Accelerating models with sufficient stats: adjustment necessary when some conditions don't have repetitions?

(Note: edited to remove reference to hierarchical models specifically)

So the manual shows how models with repeated binary outcomes can have the likelihood part of computation accelerated through use of sufficient stats, and we’ve worked out the same acceleration for repeated Gaussian outcomes.

These strategies work great when repeated observations is ubiquitous at the level of the likelihood (ex. in a hierarchy of schools as groups and students as observations there’s multiple students in each school, in a hierarchy of human respondents on a survey and survey items as observations there’s multiple items for each human, etc.). However, it’s often the case that data contains mostly repeated observations per group, but some hierarchical groups have only one observation. I those cases, I’ve thusfar been reverting back to the non-accelerated “observation-level” computation of the likelihood, assuming that if I naively incremented the target using sufficient stats for those groups with repetitions then separately incremented the target using the observation-level likelihood, that this would not be appropriate (possibly reflecting giving higher weight to one or the other?).

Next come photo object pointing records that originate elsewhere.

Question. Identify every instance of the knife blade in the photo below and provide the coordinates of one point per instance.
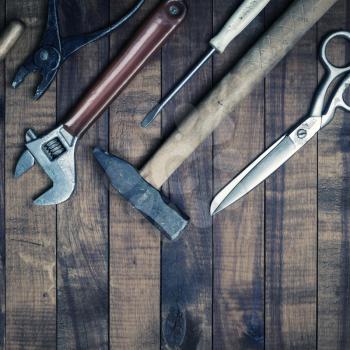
(266, 164)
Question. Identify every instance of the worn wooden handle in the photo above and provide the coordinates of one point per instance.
(146, 42)
(251, 69)
(9, 37)
(242, 17)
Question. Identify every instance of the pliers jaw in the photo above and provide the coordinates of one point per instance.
(54, 50)
(46, 61)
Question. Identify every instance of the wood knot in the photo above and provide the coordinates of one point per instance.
(175, 327)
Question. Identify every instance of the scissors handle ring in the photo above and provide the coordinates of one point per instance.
(336, 71)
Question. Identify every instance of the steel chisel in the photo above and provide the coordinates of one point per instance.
(241, 18)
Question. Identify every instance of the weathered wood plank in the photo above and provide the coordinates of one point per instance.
(334, 211)
(2, 187)
(291, 207)
(30, 231)
(82, 241)
(134, 243)
(186, 299)
(238, 296)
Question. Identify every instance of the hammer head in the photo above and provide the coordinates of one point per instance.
(55, 153)
(142, 195)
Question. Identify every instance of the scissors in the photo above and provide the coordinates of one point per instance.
(281, 151)
(54, 50)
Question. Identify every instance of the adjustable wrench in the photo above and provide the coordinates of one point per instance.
(55, 152)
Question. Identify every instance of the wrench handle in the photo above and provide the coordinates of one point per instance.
(148, 39)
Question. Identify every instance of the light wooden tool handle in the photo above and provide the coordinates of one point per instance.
(242, 17)
(9, 37)
(237, 84)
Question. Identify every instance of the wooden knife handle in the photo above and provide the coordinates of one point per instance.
(238, 83)
(150, 37)
(9, 37)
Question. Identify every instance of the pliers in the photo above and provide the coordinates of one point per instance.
(54, 50)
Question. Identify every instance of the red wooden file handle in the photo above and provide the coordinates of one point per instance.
(147, 40)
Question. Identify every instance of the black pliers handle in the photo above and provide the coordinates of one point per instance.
(54, 50)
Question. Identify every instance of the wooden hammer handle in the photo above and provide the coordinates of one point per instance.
(149, 38)
(9, 37)
(252, 68)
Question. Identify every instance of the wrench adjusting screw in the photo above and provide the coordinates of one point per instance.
(44, 55)
(174, 10)
(302, 133)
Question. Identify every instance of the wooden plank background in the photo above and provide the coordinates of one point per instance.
(270, 272)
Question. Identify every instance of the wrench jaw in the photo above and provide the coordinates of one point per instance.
(55, 153)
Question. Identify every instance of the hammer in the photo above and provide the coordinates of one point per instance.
(142, 189)
(9, 37)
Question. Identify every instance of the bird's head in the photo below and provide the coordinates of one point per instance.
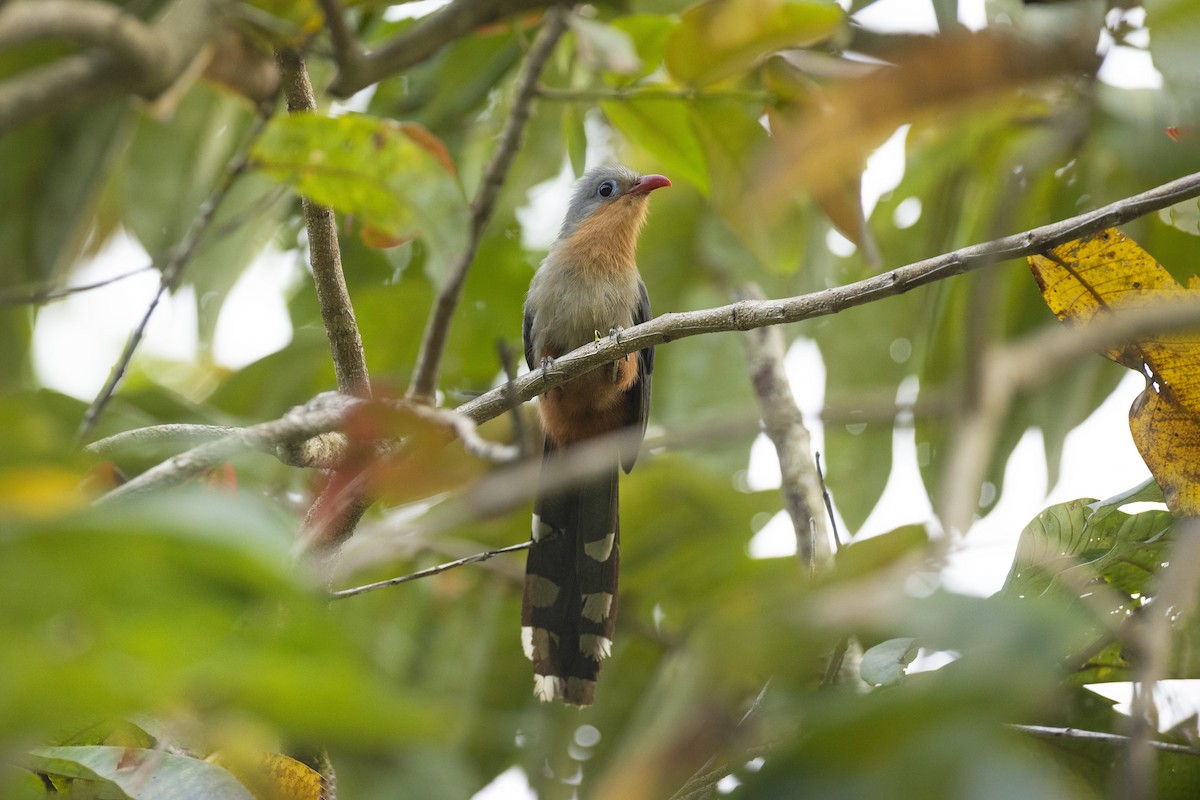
(613, 196)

So I guess the first question is: Is it indeed inappropriate to mix sufficient-stats increments and observation-level increments in a model? To be concrete, this would be the minimal binomial version:

data{

    int n_obs_groups_with_reps ; // number of observation groups with repetitions
    array[n_obs_groups_with_reps] int total_observations_per_group ;
    array[n_obs_groups_with_reps] int total_ones_per_group ;

    int n_obs_groups_without_reps ; // number of observation groups without repetitions
    array[n_obs_groups_without_reps] int single_observation_per_group ;

}
parameters{

    real<lower=0, upper=1> theta;

}
model{

    // sufficient-stats increment for those with reps:
    total_ones_per_group ~ binomial( total_observations_per_group , theta ) ;

   // observation-level increment for those without reps:
   single_observation_per_group ~ bernoulli( theta ) ;

}

And for the Gaussian version it would be:

data{

    int n_obs_groups_with_reps ; // number of observation groups with repetitions
    vector[n_obs_groups_with_reps] number_of_observations_per_group ;
    vector[n_obs_groups_with_reps] mean_of_observations_per_group ;
    vector[n_obs_groups_with_reps] variance_of_observations_per_group ;

    int n_obs_groups_without_reps ; // number of observation groups without repetitions
    vector[n_obs_groups_without_reps] single_observation_per_group ;

}
transformed data{

	vector[n_obs_groups_with_reps] sqrt_n = sqrt(number_of_observations_per_group) ;
	vector[n_obs_groups_with_reps] sd_gamma_shape = (number_of_observations_per_group - 1.0) / 2.0 ;

}
parameters{

    real mu;
    real<lower=0> sigma;

}
model{

    mu ~ std_normal() ;
    sigma ~ std_normal() ;

    // sufficient-stats increment for those with reps:
    mean_of_observations_per_group ~ normal( mu, sigma ./ sqrt_n ) ;
    variance_of_observations_per_group ~ gamma(
        sd_gamma_shape 
        , sd_gamma_shape ./ pow(sigma,2) 
    ) ;

   // observation-level increment for those without reps:
   single_observation_per_group ~ normal( mu, sigma ) ;

}

If that naive approach is indeed incorrect, presumably there’s some correction factor that needs to be applied to account for the mixture of increment kinds; any idea what that correction might be? Maybe something like multiplying each increment of the sufficient stats kind by the number of observations that were collapsed to a single stat for that increment?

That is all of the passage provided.